[
](https://crates.io/crates/hopcroft-karp)
[
](https://github.com/microgravitas/hopcroft-karp)
This crate implements the Hopcroft-Karp algorithm to find maximum unweighted matchings in bipartite graph.
## Basic usage
The crate provides the function `hopcroft_karp::matching` (plus a few variants) which takes as input a vector of edges (encoding the bipartite graph) and returns a maximum matching as a vector of edges.
Example usage:
```rs
use hopcroft_karp::matching;
fn main() {
let edges = vec![(0,10), (0,11), (0,12), (1,11), (2,12)];
let res = matching(&edges);
assert_eq!(res.len(), 3);
}
```
`matching` is generic over the vertex type, the trait bounds are `Hash + Copy + Eq`. For types where the copy operation
is potentially expensive (e.g. strings) the crate provides the function `hopcrof_karp::matching_mapped` which internally
maps the vertices onto integers and mostly avoids copying the type.
```rs
use hopcroft_karp::{matching, matching_mapped};
fn main() {
let edges = vec![("spiderman", "doc octopus"), ("spiderman", "sandman"), ("spiderman", "green goblin"),
("silk", "doc octopus"), ("silk", "green goblin"), ("daredevil", "sandman")];
let res = matching(&edges);
assert_eq!(res.len(), 3);
// For types where copying is expensive, use this instead
let res = matching_mapped(&edges);
assert_eq!(res.len(), 3);
}
```
## Variants
The crate exposes further methods geared towards specific use-cases.

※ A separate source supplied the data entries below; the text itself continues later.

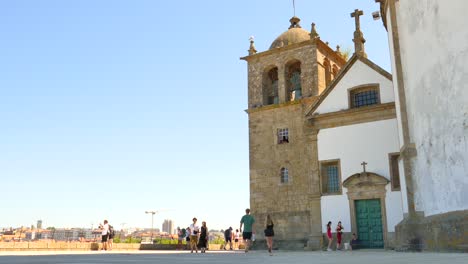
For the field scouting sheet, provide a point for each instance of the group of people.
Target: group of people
(108, 233)
(197, 237)
(229, 236)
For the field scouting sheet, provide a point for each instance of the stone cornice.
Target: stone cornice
(317, 42)
(342, 73)
(330, 52)
(277, 50)
(383, 11)
(354, 116)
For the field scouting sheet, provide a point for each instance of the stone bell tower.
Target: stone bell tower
(284, 181)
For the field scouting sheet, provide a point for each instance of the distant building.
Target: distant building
(168, 226)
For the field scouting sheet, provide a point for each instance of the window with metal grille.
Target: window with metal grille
(365, 97)
(283, 135)
(331, 180)
(394, 171)
(284, 178)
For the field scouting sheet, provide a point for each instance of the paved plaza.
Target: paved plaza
(177, 257)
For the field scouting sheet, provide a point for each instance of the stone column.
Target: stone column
(311, 152)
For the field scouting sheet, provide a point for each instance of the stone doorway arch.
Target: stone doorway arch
(367, 186)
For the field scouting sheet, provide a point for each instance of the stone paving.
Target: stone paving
(223, 257)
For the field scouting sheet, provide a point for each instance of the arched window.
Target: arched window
(364, 96)
(326, 64)
(294, 81)
(270, 91)
(284, 175)
(335, 71)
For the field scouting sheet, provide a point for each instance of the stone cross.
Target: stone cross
(358, 36)
(364, 166)
(356, 14)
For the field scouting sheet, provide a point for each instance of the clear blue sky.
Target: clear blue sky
(110, 108)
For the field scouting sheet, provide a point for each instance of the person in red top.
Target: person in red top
(329, 236)
(339, 233)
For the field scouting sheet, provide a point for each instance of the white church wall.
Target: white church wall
(394, 206)
(434, 53)
(359, 74)
(370, 142)
(404, 195)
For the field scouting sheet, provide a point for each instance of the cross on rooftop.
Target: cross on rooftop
(356, 14)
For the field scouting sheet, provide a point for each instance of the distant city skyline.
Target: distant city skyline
(110, 109)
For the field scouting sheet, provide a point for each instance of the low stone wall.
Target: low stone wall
(86, 246)
(443, 232)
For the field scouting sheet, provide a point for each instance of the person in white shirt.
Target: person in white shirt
(195, 232)
(236, 239)
(105, 234)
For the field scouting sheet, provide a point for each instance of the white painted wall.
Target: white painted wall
(370, 142)
(434, 50)
(359, 74)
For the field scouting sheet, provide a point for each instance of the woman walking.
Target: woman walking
(203, 241)
(329, 236)
(269, 234)
(236, 239)
(339, 233)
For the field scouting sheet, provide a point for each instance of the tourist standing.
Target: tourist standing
(339, 234)
(203, 240)
(236, 239)
(110, 241)
(269, 234)
(104, 234)
(329, 236)
(248, 221)
(195, 229)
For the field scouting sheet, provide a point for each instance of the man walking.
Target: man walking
(247, 220)
(228, 238)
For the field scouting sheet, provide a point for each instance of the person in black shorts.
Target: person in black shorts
(228, 238)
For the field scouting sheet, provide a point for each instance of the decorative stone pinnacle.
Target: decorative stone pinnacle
(252, 49)
(364, 166)
(295, 22)
(338, 50)
(313, 32)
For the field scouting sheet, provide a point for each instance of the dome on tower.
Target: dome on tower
(294, 34)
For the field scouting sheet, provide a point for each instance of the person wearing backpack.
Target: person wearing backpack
(110, 241)
(180, 237)
(105, 234)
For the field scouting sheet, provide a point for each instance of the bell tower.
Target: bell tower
(284, 180)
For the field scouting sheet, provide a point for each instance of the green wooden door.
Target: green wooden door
(369, 223)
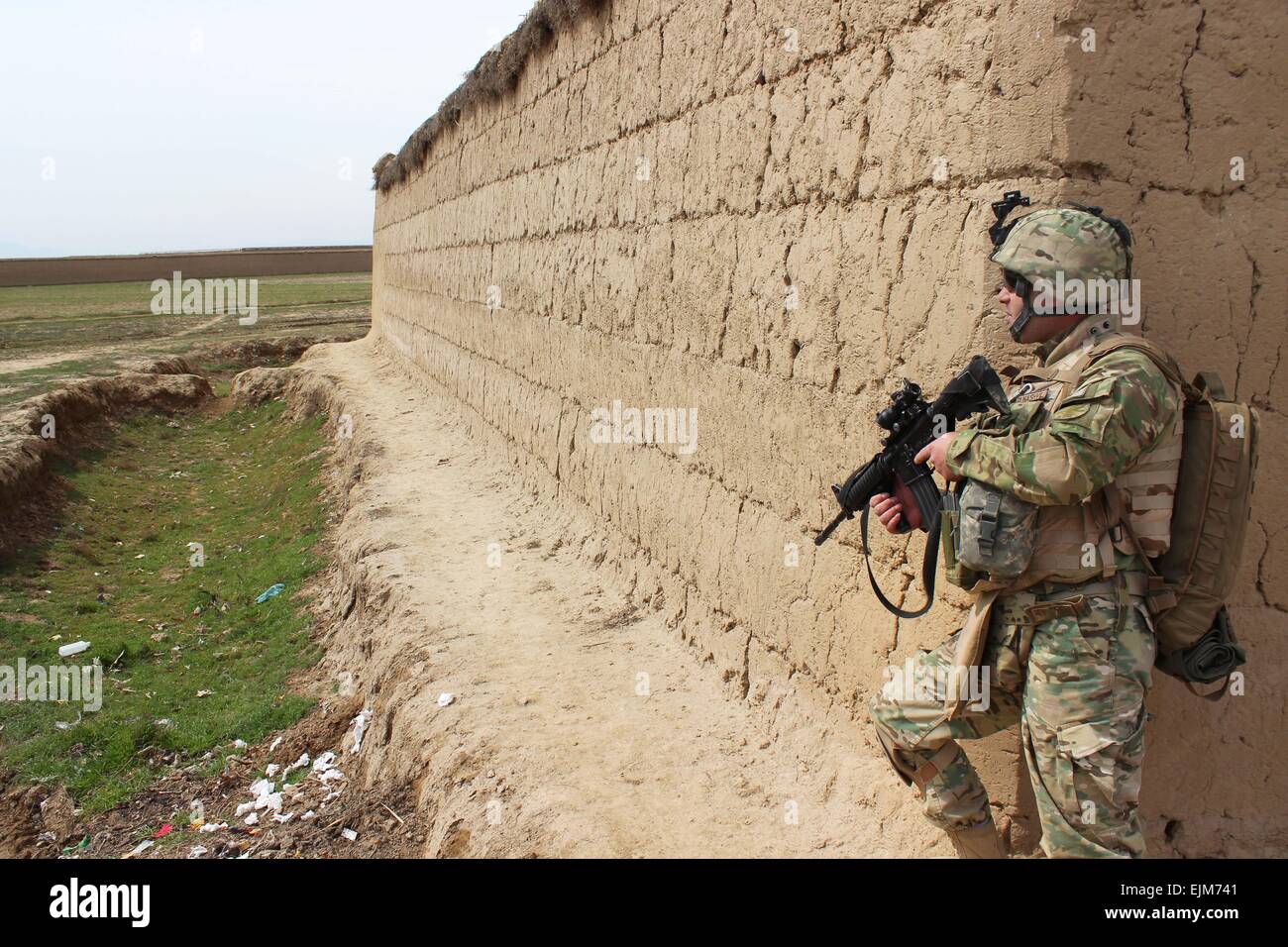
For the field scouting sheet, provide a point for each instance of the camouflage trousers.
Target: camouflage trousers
(1077, 688)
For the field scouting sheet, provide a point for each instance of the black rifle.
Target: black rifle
(913, 424)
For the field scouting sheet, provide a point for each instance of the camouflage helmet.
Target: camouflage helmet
(1076, 241)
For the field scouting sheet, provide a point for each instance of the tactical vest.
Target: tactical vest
(1076, 544)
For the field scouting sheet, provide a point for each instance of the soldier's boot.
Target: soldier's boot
(979, 840)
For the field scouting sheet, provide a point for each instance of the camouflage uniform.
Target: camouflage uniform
(1073, 678)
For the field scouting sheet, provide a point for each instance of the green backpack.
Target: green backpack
(1190, 582)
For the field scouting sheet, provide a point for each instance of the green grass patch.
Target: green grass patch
(120, 574)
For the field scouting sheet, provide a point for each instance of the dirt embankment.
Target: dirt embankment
(520, 703)
(56, 425)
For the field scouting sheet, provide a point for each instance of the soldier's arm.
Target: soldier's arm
(1119, 410)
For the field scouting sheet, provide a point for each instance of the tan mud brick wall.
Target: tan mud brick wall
(771, 213)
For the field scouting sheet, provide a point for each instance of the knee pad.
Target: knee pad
(911, 772)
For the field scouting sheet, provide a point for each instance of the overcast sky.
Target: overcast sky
(180, 125)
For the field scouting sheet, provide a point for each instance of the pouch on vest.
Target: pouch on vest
(948, 521)
(996, 532)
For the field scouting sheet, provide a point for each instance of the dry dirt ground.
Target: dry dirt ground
(578, 725)
(515, 702)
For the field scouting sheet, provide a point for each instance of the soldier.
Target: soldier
(1068, 646)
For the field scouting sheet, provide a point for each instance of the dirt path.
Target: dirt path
(579, 727)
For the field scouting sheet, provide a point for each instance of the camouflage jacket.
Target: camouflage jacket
(1117, 411)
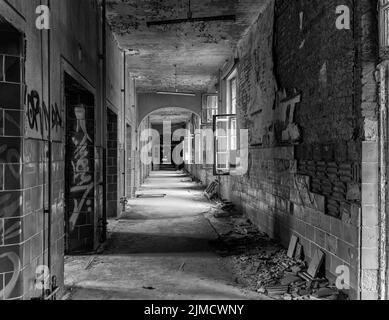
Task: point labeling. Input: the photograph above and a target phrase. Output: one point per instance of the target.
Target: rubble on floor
(265, 267)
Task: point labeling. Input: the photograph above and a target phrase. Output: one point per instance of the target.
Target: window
(225, 128)
(232, 90)
(384, 23)
(225, 144)
(210, 107)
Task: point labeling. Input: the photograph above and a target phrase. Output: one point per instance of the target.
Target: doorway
(129, 165)
(112, 164)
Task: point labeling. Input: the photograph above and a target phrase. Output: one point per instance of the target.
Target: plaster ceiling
(174, 115)
(185, 56)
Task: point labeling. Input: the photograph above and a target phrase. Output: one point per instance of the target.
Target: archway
(173, 123)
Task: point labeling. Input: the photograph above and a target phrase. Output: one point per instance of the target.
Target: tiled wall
(12, 213)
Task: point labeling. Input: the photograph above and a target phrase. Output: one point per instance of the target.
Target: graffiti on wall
(281, 129)
(82, 185)
(56, 119)
(38, 114)
(10, 286)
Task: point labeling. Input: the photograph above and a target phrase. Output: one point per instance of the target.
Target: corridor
(158, 249)
(272, 115)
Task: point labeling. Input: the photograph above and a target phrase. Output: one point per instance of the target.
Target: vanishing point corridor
(160, 248)
(194, 150)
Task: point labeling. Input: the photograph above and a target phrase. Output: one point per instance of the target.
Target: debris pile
(225, 209)
(264, 266)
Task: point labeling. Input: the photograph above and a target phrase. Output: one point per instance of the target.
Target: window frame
(206, 108)
(228, 136)
(383, 7)
(230, 79)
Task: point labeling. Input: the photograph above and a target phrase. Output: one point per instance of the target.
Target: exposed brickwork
(312, 188)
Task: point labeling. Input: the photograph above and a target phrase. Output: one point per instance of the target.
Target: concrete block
(369, 194)
(336, 227)
(320, 238)
(370, 236)
(369, 258)
(370, 172)
(370, 215)
(369, 151)
(350, 234)
(331, 243)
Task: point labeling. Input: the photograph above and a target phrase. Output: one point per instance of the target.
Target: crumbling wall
(75, 47)
(296, 96)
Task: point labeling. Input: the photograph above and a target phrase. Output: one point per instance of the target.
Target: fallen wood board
(290, 279)
(299, 252)
(316, 263)
(292, 246)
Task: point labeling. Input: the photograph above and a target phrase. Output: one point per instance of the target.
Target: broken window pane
(12, 69)
(1, 68)
(10, 43)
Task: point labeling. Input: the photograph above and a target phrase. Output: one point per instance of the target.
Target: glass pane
(10, 43)
(222, 161)
(12, 69)
(222, 144)
(10, 96)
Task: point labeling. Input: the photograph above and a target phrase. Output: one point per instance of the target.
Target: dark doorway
(129, 163)
(112, 164)
(79, 167)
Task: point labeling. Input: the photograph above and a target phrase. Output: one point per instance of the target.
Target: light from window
(233, 91)
(210, 108)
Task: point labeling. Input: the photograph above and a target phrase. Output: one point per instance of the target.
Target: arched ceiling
(174, 115)
(183, 56)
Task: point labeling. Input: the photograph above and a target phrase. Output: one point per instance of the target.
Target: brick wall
(26, 241)
(297, 84)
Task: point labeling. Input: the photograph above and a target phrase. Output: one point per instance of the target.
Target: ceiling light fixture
(173, 93)
(176, 93)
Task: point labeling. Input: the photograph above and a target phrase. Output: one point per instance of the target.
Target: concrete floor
(159, 249)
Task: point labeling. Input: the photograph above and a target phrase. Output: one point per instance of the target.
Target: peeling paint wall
(297, 95)
(75, 48)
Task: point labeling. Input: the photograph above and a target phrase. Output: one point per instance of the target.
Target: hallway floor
(159, 249)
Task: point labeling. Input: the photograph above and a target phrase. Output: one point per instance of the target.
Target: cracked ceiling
(184, 57)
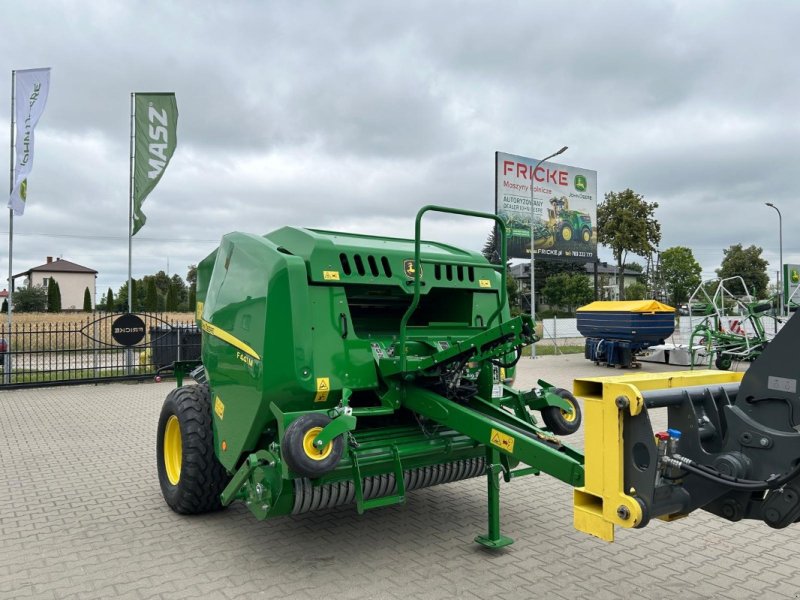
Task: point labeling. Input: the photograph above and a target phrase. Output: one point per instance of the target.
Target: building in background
(72, 279)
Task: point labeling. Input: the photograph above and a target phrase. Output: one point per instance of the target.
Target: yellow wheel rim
(308, 445)
(173, 450)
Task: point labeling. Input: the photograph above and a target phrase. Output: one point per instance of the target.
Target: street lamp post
(533, 241)
(780, 251)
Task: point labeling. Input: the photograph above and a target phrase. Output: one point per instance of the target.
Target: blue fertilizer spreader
(616, 331)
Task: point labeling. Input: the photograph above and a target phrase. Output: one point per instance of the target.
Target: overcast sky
(352, 115)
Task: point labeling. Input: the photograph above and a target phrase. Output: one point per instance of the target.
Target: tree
(30, 299)
(52, 300)
(680, 273)
(191, 275)
(567, 290)
(181, 291)
(172, 299)
(636, 291)
(151, 299)
(748, 264)
(58, 297)
(122, 295)
(626, 223)
(193, 298)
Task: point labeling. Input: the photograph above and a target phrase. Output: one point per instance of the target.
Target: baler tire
(559, 421)
(295, 441)
(200, 476)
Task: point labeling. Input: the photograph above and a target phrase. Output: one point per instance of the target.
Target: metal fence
(48, 350)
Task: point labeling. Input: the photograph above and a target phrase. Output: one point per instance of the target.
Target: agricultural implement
(616, 331)
(725, 339)
(344, 369)
(569, 225)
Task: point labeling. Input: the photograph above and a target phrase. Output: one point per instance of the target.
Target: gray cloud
(353, 115)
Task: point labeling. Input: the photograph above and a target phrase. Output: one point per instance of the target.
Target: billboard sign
(564, 208)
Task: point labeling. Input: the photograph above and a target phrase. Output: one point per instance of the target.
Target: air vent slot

If only the size of the matching is needed, `hopcroft_karp::matching_size` avoids constructing the solution matching. If only a matching above a certain size is needed,
`hopcroft_karp::bounded_matching` returns a result as soon as the matching size lies above the provided bound.
These variants come in all possible combinations, e.g. `hopcroft_karp::bounded_matching_mapped_size` returns the size of
a matching above the provided bound (or a smaller value if the bound is larger than the maximum matching) while internally re-mapping the graph's vertices to avoid expensive copy operations.